AZ Alkmaar festeja vitória no Arena de Amesterdão frente ao Ajax (Foto: ANP/IMAGO)

O deserto pós-Ten Hag

Desde a saída de Erik ten Hag para o Manchester United no verão de 2022, o Ajax já teve três treinadores, Alfred Schreuder, Johnny Heitinga e Maurice Steijn, e chega agora o quarto, John van’t Schip, um homem da casa e ex-selecionador grego, que terá uma missão extremamente complicada num conjunto completamente desmoralizado.

Apesar de um bom arranque, o primeiro falhou rotundamente depois de um bom trabalho no Club Brugge e Heitinga passou a interino até falhar o acesso direto à fase de grupos da Liga dos Campeões e a conquista da Taça. Já Steijn foi uma escolha muito pouco consensual, depois de uma trajetória discreta ao comando do Den Haag, VVV Venlo, Al Wahda, NAC Breda e Sparta Roterdão. Provou-se que não era o seu momento.

Um caos diretivo

A falta de rumo vislumbrou-se logo na cadeia de comando. O diretor para o futebol Marc Overmars saiu em fevereiro de 2022 por «algumas mensagens impróprias a empregadas», depois de ter sido importante na garantia de qualidade do plantel, com boas contratações e retenção de talento. Chegaram Gerry Hamstra e Kaas Jan Huntelaar para assumir as transferências, mas o primeiro deixou o clube em abril deste ano após alguns erros de casting, como a contratação de Lucas Ocampos ao Sevilha para colmatar a venda de Antony ao Manchester United. Em novembro de 2022, Maurits Hendricks deixou de ser membro do conselho de administração para assumir o papel de diretor desportivo, porém, como antigo guarda-redes de hóquei em campo, a sua especialidade está longe de ser o futebol.

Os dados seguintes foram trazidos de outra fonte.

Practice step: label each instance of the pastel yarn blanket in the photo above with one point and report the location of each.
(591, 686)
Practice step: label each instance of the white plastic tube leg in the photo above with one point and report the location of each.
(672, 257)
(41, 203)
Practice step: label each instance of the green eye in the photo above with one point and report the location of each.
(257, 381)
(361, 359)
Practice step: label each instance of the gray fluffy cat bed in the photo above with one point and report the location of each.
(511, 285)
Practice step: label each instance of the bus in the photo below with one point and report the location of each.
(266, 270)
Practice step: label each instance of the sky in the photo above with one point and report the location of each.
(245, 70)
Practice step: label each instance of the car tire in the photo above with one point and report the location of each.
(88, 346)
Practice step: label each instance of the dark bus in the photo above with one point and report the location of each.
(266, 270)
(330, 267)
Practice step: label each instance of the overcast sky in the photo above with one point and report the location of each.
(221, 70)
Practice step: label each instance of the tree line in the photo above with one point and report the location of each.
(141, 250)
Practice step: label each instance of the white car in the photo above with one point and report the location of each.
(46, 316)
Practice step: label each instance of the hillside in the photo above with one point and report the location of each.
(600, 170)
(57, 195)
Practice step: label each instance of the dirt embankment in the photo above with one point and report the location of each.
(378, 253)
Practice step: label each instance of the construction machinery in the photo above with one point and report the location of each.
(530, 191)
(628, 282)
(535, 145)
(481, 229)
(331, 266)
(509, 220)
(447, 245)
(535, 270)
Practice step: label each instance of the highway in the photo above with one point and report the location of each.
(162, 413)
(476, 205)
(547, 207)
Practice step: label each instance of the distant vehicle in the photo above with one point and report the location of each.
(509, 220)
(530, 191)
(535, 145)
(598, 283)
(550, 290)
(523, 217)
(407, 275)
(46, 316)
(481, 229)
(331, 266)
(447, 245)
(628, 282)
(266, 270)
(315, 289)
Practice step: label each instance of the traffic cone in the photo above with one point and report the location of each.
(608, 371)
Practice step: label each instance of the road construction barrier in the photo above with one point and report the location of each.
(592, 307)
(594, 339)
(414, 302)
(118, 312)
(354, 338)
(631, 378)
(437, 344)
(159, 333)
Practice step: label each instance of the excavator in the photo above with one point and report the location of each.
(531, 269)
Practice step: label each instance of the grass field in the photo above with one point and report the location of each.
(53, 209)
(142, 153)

Em julho, o presidente executivo Edwin van der Sar sofreu uma hemorragia cerebral durante as férias e, enquanto o seu lugar não é ocupado por Alex Kroes, diretor de desenvolvimento do AZ, o que acontecerá em março do próximo ano, Jan van Halst tem tomado as decisões mais importantes. Antigo futebolista e posteriormente comentador televisivo, acumulou vários cargos no Twente e no Ajax, e é agora o diretor executivo. Encontra-se neste momento no olho do furacão.

Por sua vez, o alemão Sven Mislintat, antigo scout e dirigente conhecido como Diamantenauge (olheiro de diamantes) com passado pelo Dortmund e pelo Estugarda, surgiu em cena em maio para ser diretor técnico e ajudar Van Halst na escolha de alvos, todavia uma investigação sobre a sua atividade no mercado levou a que a estratégia fosse duramente criticada. Responsável por 11 vendas e 13 contratações, acabou por ser vítima da goleada sofrida no Arena aos pés do Feyenoord, jogo em que a multidão reagiu em fúria e que teve de ser retomado no dia seguinte. Foi despedido. Para trás, ficaram os tais 100 milhões (mal) gastos.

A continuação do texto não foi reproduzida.